Il faut toutefois établir une différence notable entre les petits vassaux dont l’obéissance est rarement en défaut, et ces grands vassaux, impatients du joug, qui sont toujours en pente vers la révolte et nous rappellent le souvenir des grandes luttes des IXe et Xe siècles entre les empereurs et leurs feudataires. Les plus illustres rebelles de notre épopée appartiennent à ce second groupe : tel est Girard de Roussillon ; tels aussi Ogier, Girart de Viane et les fils du duc Aimon. Ce sont ces rébellions qui ont fourni aux érudits contemporains l’occasion de diviser nos chansons en deux familles plus ou moins nettement distinctes.
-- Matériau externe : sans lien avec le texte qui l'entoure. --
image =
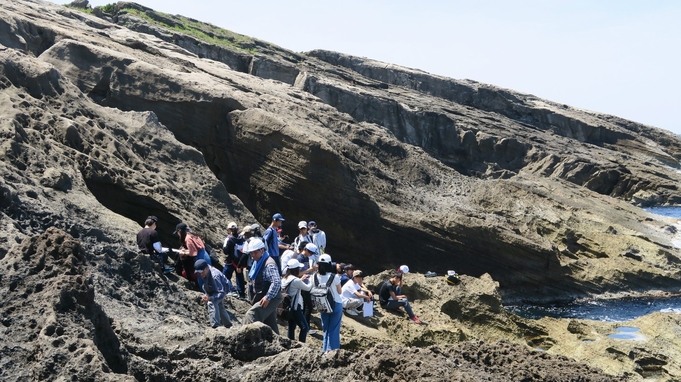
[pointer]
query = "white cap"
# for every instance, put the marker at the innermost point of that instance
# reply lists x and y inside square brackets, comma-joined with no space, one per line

Aux yeux de ces critiques un peu subtils, il y a des chansons dont les auteurs sont manifestement favorables à la royauté, à ses progrès, à son prestige, et il y a d’autres poètes au contraire qui ont des cœurs de révoltés et dont les œuvres, comme la Chevalerie Ogier et les Quatre fils Aimon, sont brutalement féodales. Nous pensons qu’il ne faudrait pas pousser trop loin cette distinction, et elle est plus apparente que réelle. Tout d’abord, ces rebelles célèbres sont presque tous en état de défense, et leur rébellion n’a rien d’agressif. Puis, au milieu même de leur révolte, ils se sentent véritablement coupables, ils sont dévorés de remords, et le poème finit toujours par l’expression de leur

  1. Les Origines de l’ancienne France. Voir surtout II, p. 472 et suiv.